# Is there a new Amsnag out there to check buckets?



## CT Traveler (May 29, 2022)

I'm planning a round trip from Hartford, CT to Miami, FL in early December (not near Xmas time) that will utilize the Silver Star, and I wish to purchase a roomette on 91/92 each way and am very flexible with the actual dates I travel.
From experience, I know that Amtrak has several buckets that they use to determine fares for the accommodations, and I remember in the past there was a tool someone here had (amsnag) where you could see what the different price levels before, but it doesn't seem like either that link works anymore, or there is a new link I should know about. I know sometimes you can book "too far" in advance, so that is my concern. Then again, 91/92 will probably be busy in December.
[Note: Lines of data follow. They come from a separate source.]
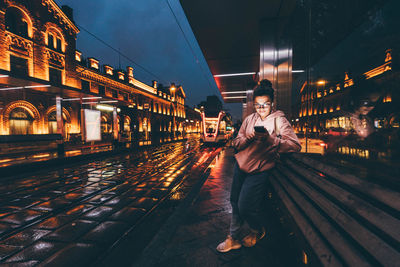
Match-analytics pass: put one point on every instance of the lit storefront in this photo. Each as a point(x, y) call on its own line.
point(46, 85)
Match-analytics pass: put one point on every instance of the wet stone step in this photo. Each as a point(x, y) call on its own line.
point(76, 254)
point(158, 193)
point(71, 231)
point(99, 213)
point(7, 250)
point(38, 251)
point(54, 222)
point(128, 214)
point(7, 227)
point(99, 199)
point(22, 217)
point(25, 237)
point(78, 210)
point(74, 196)
point(51, 205)
point(136, 192)
point(4, 211)
point(23, 203)
point(119, 202)
point(145, 203)
point(106, 233)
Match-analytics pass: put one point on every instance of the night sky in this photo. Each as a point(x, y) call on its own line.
point(147, 32)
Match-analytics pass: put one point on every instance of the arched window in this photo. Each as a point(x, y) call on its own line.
point(127, 124)
point(55, 39)
point(52, 118)
point(21, 122)
point(16, 22)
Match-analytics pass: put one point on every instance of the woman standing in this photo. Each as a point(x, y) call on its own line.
point(262, 136)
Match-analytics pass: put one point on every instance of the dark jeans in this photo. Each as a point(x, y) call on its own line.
point(248, 193)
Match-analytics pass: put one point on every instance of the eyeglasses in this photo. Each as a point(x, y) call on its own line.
point(265, 105)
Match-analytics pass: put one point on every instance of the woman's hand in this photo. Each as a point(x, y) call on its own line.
point(261, 136)
point(251, 137)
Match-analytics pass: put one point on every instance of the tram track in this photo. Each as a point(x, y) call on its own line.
point(110, 179)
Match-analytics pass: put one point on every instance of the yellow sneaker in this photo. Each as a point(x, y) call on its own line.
point(229, 244)
point(251, 239)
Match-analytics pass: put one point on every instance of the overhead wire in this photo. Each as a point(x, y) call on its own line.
point(190, 46)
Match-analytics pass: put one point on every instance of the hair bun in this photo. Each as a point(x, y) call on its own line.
point(265, 83)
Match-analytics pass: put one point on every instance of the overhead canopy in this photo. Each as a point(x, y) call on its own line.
point(227, 32)
point(229, 36)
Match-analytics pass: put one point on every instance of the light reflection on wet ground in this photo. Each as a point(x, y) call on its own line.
point(61, 216)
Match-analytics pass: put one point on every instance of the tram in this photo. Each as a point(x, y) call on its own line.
point(216, 129)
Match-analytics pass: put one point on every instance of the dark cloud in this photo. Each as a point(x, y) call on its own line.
point(147, 32)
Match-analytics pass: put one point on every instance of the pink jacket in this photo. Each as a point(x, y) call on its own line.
point(257, 155)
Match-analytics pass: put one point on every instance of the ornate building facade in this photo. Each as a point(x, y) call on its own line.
point(364, 107)
point(46, 83)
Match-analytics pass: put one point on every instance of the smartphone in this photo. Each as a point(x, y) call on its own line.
point(259, 129)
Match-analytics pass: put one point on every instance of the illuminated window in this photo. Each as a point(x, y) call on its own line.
point(16, 22)
point(102, 90)
point(21, 122)
point(114, 93)
point(19, 66)
point(50, 39)
point(55, 76)
point(85, 85)
point(58, 46)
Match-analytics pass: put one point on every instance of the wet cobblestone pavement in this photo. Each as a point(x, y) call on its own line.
point(206, 223)
point(74, 215)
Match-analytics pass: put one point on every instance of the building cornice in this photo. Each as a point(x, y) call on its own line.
point(60, 16)
point(142, 89)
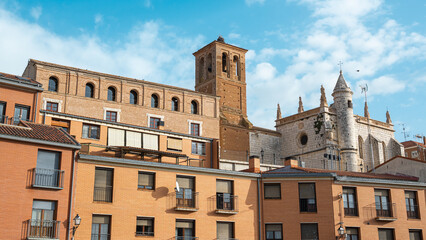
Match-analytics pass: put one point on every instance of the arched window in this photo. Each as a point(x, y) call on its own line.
point(201, 70)
point(111, 94)
point(224, 62)
point(360, 147)
point(53, 84)
point(133, 97)
point(237, 66)
point(154, 101)
point(89, 90)
point(194, 107)
point(175, 104)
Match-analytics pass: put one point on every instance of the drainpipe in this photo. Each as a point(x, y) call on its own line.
point(71, 195)
point(258, 207)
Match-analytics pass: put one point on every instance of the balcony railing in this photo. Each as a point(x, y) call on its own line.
point(413, 212)
point(102, 194)
point(43, 229)
point(185, 238)
point(186, 200)
point(101, 236)
point(226, 203)
point(47, 178)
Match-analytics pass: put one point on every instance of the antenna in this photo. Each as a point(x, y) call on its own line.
point(177, 188)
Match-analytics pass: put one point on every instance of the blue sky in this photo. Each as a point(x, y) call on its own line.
point(294, 47)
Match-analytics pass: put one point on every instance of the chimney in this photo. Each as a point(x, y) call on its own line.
point(254, 164)
point(292, 162)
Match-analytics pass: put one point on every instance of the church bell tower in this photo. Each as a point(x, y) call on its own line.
point(220, 71)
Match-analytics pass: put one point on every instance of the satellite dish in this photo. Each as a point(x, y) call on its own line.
point(177, 188)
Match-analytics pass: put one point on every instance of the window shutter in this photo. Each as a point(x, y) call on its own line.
point(150, 141)
point(307, 190)
point(223, 186)
point(272, 191)
point(133, 139)
point(115, 137)
point(185, 182)
point(174, 143)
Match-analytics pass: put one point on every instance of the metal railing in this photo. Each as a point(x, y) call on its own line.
point(45, 229)
point(102, 194)
point(226, 202)
point(101, 236)
point(186, 199)
point(413, 211)
point(49, 178)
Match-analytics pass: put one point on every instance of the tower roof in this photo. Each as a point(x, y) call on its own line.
point(341, 83)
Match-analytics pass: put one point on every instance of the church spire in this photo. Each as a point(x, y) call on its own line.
point(300, 109)
point(323, 98)
point(388, 120)
point(279, 112)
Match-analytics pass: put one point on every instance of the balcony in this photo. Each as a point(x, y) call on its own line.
point(102, 194)
point(47, 178)
point(186, 200)
point(413, 212)
point(226, 203)
point(384, 212)
point(43, 229)
point(101, 236)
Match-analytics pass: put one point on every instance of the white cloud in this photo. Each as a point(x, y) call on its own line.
point(36, 12)
point(148, 52)
point(251, 2)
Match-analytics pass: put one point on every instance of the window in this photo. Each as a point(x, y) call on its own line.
point(307, 199)
point(224, 195)
point(309, 231)
point(103, 185)
point(225, 230)
point(185, 196)
point(51, 106)
point(144, 226)
point(274, 231)
point(101, 227)
point(194, 107)
point(386, 234)
point(174, 144)
point(21, 113)
point(195, 129)
point(175, 104)
point(91, 131)
point(47, 173)
point(43, 222)
point(154, 101)
point(352, 233)
point(111, 116)
point(382, 203)
point(64, 124)
point(146, 180)
point(53, 84)
point(349, 201)
point(154, 122)
point(198, 148)
point(90, 89)
point(133, 97)
point(411, 204)
point(185, 229)
point(2, 112)
point(111, 94)
point(415, 234)
point(272, 190)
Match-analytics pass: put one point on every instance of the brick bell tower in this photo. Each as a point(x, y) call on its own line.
point(220, 70)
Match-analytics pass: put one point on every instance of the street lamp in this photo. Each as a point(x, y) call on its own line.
point(77, 221)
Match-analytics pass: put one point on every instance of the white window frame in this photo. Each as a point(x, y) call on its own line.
point(59, 102)
point(117, 110)
point(198, 122)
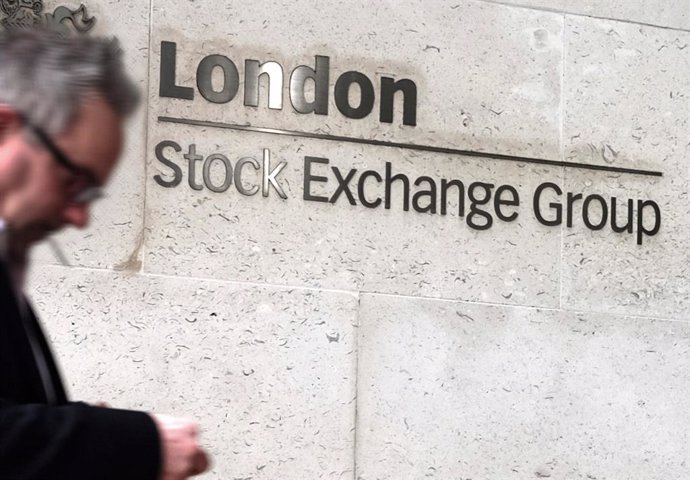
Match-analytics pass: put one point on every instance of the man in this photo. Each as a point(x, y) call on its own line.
point(62, 104)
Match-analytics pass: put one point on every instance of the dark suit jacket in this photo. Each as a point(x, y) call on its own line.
point(45, 437)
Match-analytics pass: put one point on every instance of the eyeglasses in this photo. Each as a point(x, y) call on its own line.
point(86, 194)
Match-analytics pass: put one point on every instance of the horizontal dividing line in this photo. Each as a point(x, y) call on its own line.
point(407, 146)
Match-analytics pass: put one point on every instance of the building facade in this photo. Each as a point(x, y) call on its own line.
point(395, 240)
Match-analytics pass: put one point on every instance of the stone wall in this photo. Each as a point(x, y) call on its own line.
point(319, 339)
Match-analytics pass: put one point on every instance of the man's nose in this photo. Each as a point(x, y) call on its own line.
point(76, 214)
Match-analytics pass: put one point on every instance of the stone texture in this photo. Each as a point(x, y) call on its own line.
point(270, 373)
point(450, 390)
point(608, 65)
point(669, 13)
point(298, 242)
point(488, 77)
point(115, 235)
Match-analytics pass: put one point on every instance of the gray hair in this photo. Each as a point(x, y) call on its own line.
point(47, 77)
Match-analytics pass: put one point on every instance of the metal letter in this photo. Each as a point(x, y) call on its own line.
point(167, 87)
point(298, 82)
point(177, 171)
point(270, 175)
point(238, 176)
point(343, 185)
point(207, 172)
point(192, 157)
point(557, 206)
point(342, 95)
point(388, 89)
point(204, 79)
point(640, 220)
point(308, 178)
point(252, 73)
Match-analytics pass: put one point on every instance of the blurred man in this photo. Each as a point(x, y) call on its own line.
point(62, 105)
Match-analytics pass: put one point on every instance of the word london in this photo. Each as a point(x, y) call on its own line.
point(302, 80)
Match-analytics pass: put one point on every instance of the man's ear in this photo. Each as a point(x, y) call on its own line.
point(9, 121)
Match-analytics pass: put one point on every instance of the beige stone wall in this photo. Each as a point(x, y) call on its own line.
point(326, 340)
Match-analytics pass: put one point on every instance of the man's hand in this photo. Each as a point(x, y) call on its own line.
point(182, 455)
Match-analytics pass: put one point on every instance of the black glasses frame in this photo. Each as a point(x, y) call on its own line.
point(89, 194)
point(60, 156)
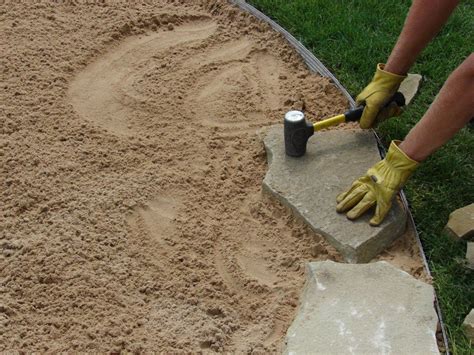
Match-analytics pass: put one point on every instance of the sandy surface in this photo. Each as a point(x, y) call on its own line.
point(131, 213)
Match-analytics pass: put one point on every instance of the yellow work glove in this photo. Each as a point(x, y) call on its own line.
point(376, 95)
point(378, 186)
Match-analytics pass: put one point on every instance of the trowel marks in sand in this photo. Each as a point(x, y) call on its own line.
point(132, 216)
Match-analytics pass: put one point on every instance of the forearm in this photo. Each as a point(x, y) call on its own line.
point(424, 20)
point(450, 111)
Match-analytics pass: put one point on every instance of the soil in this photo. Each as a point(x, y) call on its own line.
point(132, 217)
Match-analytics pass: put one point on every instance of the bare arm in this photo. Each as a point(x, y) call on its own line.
point(424, 20)
point(450, 111)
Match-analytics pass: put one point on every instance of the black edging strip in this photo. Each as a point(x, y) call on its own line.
point(315, 65)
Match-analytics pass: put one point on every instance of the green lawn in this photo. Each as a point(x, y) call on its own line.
point(350, 37)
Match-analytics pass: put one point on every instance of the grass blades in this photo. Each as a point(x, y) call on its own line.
point(350, 37)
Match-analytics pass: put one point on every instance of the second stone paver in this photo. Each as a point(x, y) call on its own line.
point(363, 309)
point(310, 184)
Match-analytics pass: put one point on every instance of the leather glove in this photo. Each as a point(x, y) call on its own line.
point(376, 95)
point(378, 186)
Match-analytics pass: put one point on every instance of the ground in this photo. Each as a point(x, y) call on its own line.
point(350, 38)
point(132, 216)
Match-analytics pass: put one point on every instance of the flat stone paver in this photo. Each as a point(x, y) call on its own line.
point(363, 309)
point(310, 184)
point(461, 223)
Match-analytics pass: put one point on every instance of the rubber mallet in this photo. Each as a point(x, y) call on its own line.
point(297, 130)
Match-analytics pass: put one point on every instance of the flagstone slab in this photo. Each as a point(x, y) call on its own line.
point(363, 309)
point(309, 186)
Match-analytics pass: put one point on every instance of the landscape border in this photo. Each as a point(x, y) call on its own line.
point(315, 65)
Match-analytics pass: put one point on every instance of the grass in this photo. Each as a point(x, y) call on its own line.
point(350, 37)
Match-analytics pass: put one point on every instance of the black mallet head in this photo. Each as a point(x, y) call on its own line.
point(297, 132)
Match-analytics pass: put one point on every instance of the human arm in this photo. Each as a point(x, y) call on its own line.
point(450, 111)
point(424, 20)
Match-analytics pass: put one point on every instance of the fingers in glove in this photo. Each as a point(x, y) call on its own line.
point(391, 110)
point(368, 116)
point(352, 198)
point(380, 213)
point(367, 202)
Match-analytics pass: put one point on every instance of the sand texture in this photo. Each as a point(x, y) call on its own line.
point(131, 213)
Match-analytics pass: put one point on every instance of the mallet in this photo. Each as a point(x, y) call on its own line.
point(297, 130)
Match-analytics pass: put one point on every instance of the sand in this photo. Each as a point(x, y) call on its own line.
point(132, 216)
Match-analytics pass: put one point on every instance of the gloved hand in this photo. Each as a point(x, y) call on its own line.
point(376, 95)
point(378, 186)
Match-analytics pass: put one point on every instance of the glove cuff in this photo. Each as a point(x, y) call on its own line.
point(399, 160)
point(386, 77)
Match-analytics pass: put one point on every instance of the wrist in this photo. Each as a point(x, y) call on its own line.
point(410, 151)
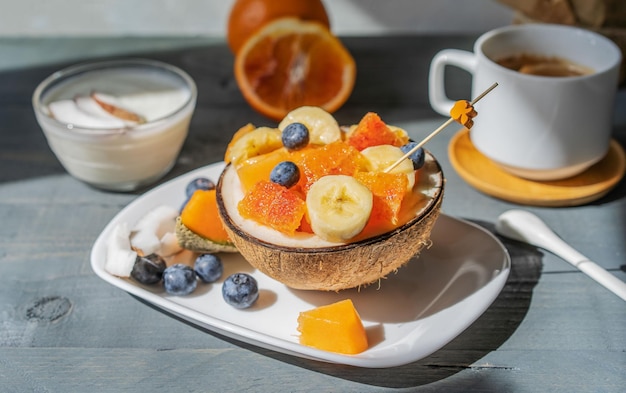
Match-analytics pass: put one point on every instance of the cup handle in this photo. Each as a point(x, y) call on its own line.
point(436, 91)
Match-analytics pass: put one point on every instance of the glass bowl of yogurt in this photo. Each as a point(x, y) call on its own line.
point(117, 125)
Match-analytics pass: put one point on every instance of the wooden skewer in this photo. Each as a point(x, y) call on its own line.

I've been entering random dates from different times of the year on this route and I think I have figured out the low bucket price, but my question is... is there a new amsnag site around where I can check to make sure?


----------



## 1976steve (May 29, 2022)

Not that I'm aware of. It's simply amazing an individual like Paul Marlin is capable of creating Amsnag, a very user friendly website, for rail passengers but a huge national corporation like Amtrak can only come up with a clunky nearly unusable reservation system. It almost seems intentional on Amtrak's part


----------



## Hans627 (Aug 11, 2022)

Am I correct in assuming there have been no updates to Amsnag?


----------



## TinCan782 (Aug 11, 2022)

Hans627 said:


> Am I correct in assuming there have been no updates to Amsnag?


There is no longer an Amsnag to update.


----------



## Hans627 (Aug 11, 2022)

No more Amsnag! Thanks for the correction! That's too bad for all of us!


----------